RU2376225C2 - Method for control of substance flow from multichamber containers - Google Patents

Abstract

FIELD: packing industry. ^ SUBSTANCE: method for control of substance flow, at least from one chamber of multichamber container, when distribution nozzle is provided at one end of container, having inlet end and distribution outlet end. At least one channel in distribution nozzle communicates to each chamber. At least one of mentioned channels has element of flow variation, which is connected to wall in position in the middle between inlet end and distribution outlet end of nozzle in location of high cut. At least two substances are supplied, which are subject to distribution, at least one of substances is subject to distribution in each chamber. Characteristics of flow intensity for each substance are identified, and element of flow variation is installed above arm part in point in channel of distribution nozzle of one substance for control of flow of mentioned single substance from container. Container nozzle is provided, as well as method for formation of element of substance flow variation. ^ EFFECT: accurate control of substance flow ratio from each chamber. ^ 20 cl, 16 dwg

Description

The invention relates to a method for controlling the consumption of viscous substances from multi-chamber containers. Additionally, this invention relates to a method of forming an element for changing the flow rate of a substance in a distribution nozzle after the formation of the nozzle.

Multi-chamber containers are used for a number of products. They are mainly used where the product consists of two or more incompatible components. These components should be stored separately until their use. Then they can be mixed and used. Incompatibility of components can lead to their quick or slow reaction. As an example, oxidizing and reducing agents need to be stored separately. Similarly, acids and alkalis must be stored separately. Consumer products in which the components need to be stored separately include hair and bleaching dyes and some toothpaste, such as those having high fluoride formulations, dense formulations, sodium bicarbonate / peroxide formulations, and tooth whitening peroxide formulations. A problem may arise in the distribution of multicomponent compositions from multicamera containers and in the case when it is necessary to obtain the desired amount of substance from each chamber. It can be obtained both in equal quantities from each chamber, and in different quantities, depending on the product and components.

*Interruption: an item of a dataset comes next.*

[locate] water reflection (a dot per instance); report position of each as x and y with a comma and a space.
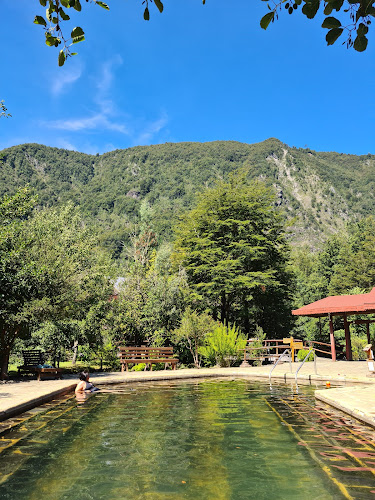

The multi-chamber container, which is used for some hair dyeing products and for some toothpastes, is a two-chamber tube. These may be tubes with two chambers adjacent, as described in US Pat. No. 1,894,115; US patent No. 3758520 and US patent No. 3980222, or concentric tubes, as described in US patent No. 1535529; US patent No. 1639699 and US patent No. 1699532. The problem of the distribution of the desired quantities from each chamber of a two-chamber tube was addressed in applications for US patent No. 2003/0106903 and 2003/0106905. The technology in these patent applications is to place the flow regulator in the shoulder of the tube. This may be effective in some cases, but has a complex structure and regulatory difficulties for the distribution of matter in varying proportions.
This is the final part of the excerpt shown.